Adam Ezra Group is a Boston acoustic pop act that has made waves in and around Boston for the past half-decade. To date the group has shared the stage with Jackson Browne, Cracker, Little Feat, Robert Randolph and the Family Band, Stephen Kellogg and the Sixers, Goo Goo Dolls, Guster, John Mayer, Aerosmith, Dave Matthews Band, Pete Seeger, State Radio and many more. View From the Root is the band’s first national release, but their fourth overall recording. Ezra himself has released three solo efforts.
So how is it?
Lengthy but worth the time. Ezra has a supple vocal delivery that is warm and engaging and more importantly, never disappointing. With the exception of “Half a Hero,” which is an attempt at radio rock, very little about View From the Root is alienating. At its core these are harmless acoustic folk narratives. Album opener “Kate,” is charming and sweet, while “Have We Met,” wears its coffeehouse aura to a T. “Another Sunshine,” has a tangible familiarity as it has spent the last few years playing in the movie screen of our minds. “Home Again Soon,” and the political “Basement Song,” may be the album’s best of the first half. Then things even out a bit. “Flyin’,” “Vision” and “Re-Vision,” are all supple, air-tight and well-executed but none of them have that extra something to vault them towards being something worth coming back to.
The swampy “Scandal,” is a sinewy spoken word blues cut replete with harmonica and one of the better story lines put to paper of any album released this year. Rather unexpectedly, the disc moves to a live format with a near three-minute introduction to the song “She’s Just a Girl,” before diving into a live version of the song. That the song is one of the disc’s most inspired is probably why the introduction was included but its placement still feels kind of weird. That being said, listening to Ezra tell the story he sounds very much like an every man, and comes across as down-to-earth and easy to relate to. That simple tactic, though off-kilter and a bit unexpected gives a glimpse into the singer-songwriter that his songs cannot reveal.
Though “You Paint Me,” is a bit of nothing song, the breezy “Naive Little Me,” is a sensual and inspiring four-minutes.
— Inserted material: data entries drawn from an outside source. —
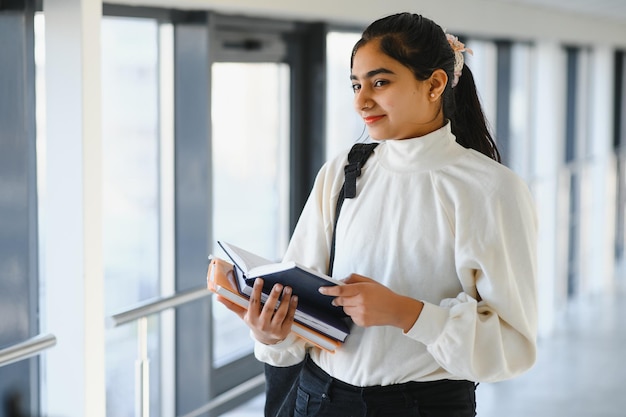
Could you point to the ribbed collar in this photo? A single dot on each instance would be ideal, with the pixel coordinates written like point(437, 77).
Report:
point(423, 153)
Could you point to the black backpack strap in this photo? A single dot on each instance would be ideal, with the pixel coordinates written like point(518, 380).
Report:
point(357, 157)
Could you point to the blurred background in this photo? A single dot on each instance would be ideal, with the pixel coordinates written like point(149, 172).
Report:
point(135, 134)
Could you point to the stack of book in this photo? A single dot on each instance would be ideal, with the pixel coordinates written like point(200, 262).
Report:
point(316, 319)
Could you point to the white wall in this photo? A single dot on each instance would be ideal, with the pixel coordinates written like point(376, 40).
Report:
point(72, 268)
point(472, 17)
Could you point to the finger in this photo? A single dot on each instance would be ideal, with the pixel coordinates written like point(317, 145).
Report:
point(355, 278)
point(236, 308)
point(255, 297)
point(283, 309)
point(271, 304)
point(332, 290)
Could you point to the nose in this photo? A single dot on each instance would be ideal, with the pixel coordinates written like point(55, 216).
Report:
point(362, 101)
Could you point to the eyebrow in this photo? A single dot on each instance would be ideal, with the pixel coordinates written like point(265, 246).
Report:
point(373, 73)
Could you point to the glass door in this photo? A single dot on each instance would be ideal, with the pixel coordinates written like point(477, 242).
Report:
point(250, 128)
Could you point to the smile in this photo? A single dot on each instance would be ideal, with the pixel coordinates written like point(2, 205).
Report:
point(372, 119)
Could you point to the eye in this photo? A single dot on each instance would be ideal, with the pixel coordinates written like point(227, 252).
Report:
point(380, 83)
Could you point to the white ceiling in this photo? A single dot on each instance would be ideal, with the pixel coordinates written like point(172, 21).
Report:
point(610, 9)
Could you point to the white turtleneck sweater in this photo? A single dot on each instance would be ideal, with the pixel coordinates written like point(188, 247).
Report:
point(442, 224)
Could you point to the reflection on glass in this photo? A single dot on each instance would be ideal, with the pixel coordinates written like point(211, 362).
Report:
point(249, 116)
point(343, 125)
point(130, 198)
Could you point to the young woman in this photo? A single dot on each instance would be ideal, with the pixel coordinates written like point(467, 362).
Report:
point(437, 249)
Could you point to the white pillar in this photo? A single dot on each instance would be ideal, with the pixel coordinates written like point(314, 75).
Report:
point(548, 115)
point(601, 267)
point(74, 371)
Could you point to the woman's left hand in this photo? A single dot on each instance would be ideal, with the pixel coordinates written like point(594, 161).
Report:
point(369, 303)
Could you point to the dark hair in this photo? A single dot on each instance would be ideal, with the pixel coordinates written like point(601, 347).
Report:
point(421, 45)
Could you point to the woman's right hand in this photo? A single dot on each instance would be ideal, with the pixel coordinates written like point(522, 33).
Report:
point(270, 322)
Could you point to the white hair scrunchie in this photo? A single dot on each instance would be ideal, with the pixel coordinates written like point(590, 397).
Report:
point(458, 47)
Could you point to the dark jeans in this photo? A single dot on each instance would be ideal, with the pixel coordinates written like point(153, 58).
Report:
point(320, 395)
point(280, 390)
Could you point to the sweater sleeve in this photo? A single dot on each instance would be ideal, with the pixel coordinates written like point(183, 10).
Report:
point(488, 332)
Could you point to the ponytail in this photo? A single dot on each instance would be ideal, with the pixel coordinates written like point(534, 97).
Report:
point(422, 46)
point(467, 119)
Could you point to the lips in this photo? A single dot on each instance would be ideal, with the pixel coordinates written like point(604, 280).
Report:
point(372, 119)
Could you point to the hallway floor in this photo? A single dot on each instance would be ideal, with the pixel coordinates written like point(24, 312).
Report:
point(580, 370)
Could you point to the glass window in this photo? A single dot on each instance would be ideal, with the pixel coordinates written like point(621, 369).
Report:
point(130, 142)
point(250, 131)
point(343, 125)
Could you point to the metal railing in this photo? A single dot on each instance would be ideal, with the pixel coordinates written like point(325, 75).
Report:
point(26, 349)
point(140, 314)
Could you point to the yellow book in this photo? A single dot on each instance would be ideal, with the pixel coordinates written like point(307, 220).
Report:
point(222, 281)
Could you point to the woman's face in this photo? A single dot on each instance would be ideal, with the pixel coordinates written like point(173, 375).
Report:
point(391, 101)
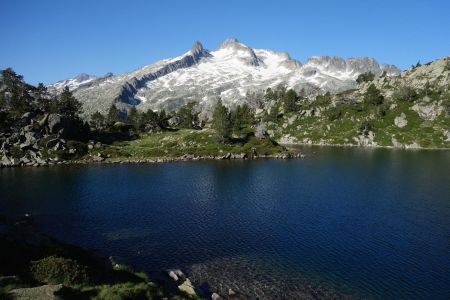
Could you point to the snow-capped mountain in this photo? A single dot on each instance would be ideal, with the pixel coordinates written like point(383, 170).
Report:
point(228, 72)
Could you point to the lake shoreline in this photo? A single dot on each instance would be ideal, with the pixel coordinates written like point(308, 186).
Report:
point(184, 158)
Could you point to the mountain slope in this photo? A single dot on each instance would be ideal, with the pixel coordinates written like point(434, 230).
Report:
point(414, 113)
point(229, 72)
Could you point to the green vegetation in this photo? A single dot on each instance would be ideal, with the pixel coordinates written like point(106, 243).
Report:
point(373, 95)
point(54, 270)
point(25, 264)
point(221, 121)
point(365, 77)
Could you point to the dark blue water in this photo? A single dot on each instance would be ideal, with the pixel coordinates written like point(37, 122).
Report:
point(341, 223)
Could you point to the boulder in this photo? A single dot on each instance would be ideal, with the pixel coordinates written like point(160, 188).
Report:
point(176, 275)
point(39, 293)
point(175, 121)
point(401, 121)
point(261, 132)
point(187, 287)
point(216, 296)
point(54, 123)
point(5, 162)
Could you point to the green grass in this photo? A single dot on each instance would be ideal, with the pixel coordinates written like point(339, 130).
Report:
point(18, 270)
point(172, 144)
point(340, 125)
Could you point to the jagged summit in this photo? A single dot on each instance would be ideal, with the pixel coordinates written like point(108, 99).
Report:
point(229, 72)
point(232, 43)
point(196, 48)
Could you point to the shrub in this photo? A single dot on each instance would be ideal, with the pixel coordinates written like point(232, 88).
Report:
point(365, 77)
point(365, 128)
point(406, 92)
point(81, 148)
point(373, 95)
point(55, 270)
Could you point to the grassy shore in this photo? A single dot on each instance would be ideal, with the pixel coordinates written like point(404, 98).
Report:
point(36, 264)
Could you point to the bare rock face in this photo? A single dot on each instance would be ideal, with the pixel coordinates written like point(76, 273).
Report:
point(401, 121)
point(230, 72)
point(428, 111)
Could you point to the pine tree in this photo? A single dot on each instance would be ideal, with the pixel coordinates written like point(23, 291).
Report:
point(68, 105)
point(113, 115)
point(98, 121)
point(373, 95)
point(221, 120)
point(133, 117)
point(188, 115)
point(290, 101)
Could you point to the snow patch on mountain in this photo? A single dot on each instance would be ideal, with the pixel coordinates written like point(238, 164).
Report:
point(230, 71)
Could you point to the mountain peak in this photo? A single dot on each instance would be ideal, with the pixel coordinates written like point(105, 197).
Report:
point(197, 48)
point(83, 77)
point(232, 43)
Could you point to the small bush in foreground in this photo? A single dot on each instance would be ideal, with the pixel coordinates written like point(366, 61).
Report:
point(55, 270)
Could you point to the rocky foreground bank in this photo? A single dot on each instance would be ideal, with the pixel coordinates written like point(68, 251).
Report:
point(36, 266)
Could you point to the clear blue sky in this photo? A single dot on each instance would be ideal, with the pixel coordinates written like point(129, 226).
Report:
point(51, 40)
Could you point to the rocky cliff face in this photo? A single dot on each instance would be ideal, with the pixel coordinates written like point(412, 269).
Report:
point(229, 72)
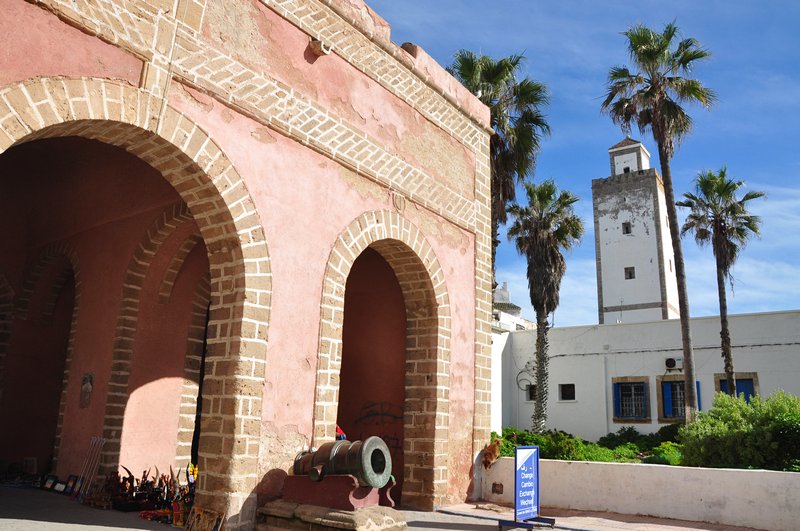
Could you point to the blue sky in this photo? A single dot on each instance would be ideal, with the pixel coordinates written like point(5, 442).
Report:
point(754, 128)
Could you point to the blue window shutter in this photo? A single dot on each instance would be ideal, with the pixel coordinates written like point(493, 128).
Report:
point(699, 403)
point(666, 395)
point(745, 386)
point(646, 412)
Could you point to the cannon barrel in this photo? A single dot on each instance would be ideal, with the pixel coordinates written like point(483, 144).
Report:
point(368, 461)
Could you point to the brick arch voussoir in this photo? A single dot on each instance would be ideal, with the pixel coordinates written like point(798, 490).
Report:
point(191, 371)
point(421, 280)
point(159, 231)
point(171, 274)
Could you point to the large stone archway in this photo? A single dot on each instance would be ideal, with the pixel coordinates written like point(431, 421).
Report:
point(145, 126)
point(427, 364)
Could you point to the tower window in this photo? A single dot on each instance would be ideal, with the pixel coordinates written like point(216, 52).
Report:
point(566, 391)
point(530, 392)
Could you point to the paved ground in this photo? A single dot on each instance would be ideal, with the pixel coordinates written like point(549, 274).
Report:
point(31, 509)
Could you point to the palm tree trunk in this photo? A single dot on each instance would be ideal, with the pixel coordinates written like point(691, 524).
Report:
point(680, 274)
point(724, 333)
point(542, 361)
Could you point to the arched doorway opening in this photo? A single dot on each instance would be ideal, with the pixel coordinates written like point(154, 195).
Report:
point(240, 277)
point(372, 379)
point(426, 357)
point(35, 362)
point(98, 201)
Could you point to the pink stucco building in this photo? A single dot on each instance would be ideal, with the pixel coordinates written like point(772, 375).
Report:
point(264, 203)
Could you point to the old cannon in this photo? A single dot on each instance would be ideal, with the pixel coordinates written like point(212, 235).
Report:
point(368, 461)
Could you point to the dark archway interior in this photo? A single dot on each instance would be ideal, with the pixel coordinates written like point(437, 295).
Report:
point(372, 381)
point(99, 202)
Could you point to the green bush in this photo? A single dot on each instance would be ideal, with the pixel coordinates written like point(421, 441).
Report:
point(562, 445)
point(666, 453)
point(627, 434)
point(735, 434)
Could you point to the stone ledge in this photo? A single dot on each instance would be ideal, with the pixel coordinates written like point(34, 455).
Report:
point(281, 515)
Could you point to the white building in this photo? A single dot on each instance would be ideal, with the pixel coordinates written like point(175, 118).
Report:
point(628, 370)
point(635, 272)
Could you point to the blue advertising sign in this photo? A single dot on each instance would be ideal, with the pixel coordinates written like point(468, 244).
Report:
point(526, 483)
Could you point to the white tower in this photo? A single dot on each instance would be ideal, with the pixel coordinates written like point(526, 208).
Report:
point(635, 265)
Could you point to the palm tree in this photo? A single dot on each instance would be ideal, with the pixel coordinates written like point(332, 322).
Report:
point(651, 98)
point(516, 118)
point(718, 217)
point(541, 230)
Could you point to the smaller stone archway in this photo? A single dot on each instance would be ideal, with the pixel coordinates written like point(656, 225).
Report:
point(45, 279)
point(427, 363)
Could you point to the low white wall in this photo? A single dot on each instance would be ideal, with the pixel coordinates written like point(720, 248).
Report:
point(763, 499)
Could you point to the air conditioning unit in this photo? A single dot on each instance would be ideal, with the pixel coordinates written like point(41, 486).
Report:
point(673, 364)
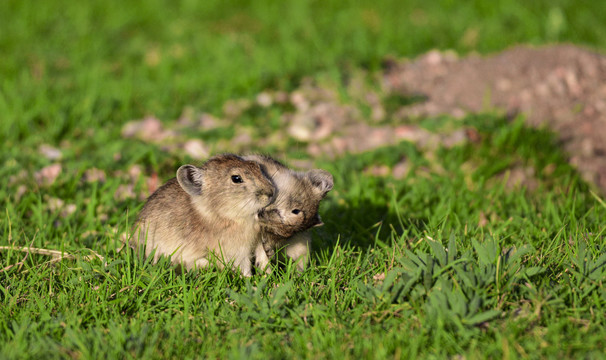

The languorous blues jam “Soul’s For,” moves along lazily but features an inspired harmonica and swirling guitarwork. Though it’s probably not his first calling, there’s little reason to think Ezra couldn’t pull off an entire album of blues sendups and “Soul’s For,” and “Scandal,” prove exactly that. Penultimate cut, “Kill Like This,” is a bristling rock gem buttressed by a howling lead guitar and more of Ezra’s sharp lyrics. With the exception of “Half a Hero,” it’s the only song on View From the Root that has a distinct rock background, but whereas that song stumbled from the very start, “Kill Like This,” kicks and spits from the very start. The disc ends with a live studio version of “Wagon Wheel,” a jangly, hip-shaking pop ditty backed by harmonica that Ezra rips through as if he’s played the song his whole life.
From start to finish, View From the Root is awash in hook-laden choruses, rich musicianship and the kind of polish that indicates Ezra might not be Boston’s secret for long. While it does taper off in places, there’s at least a dozen songs on here that reveal a potency and passion far too hard to imitate. So are Billboard charts in store for Ezra? Probably not. But a future in Nashville does not seem out of the question. If anything View From the Root only reaffirms that very notion.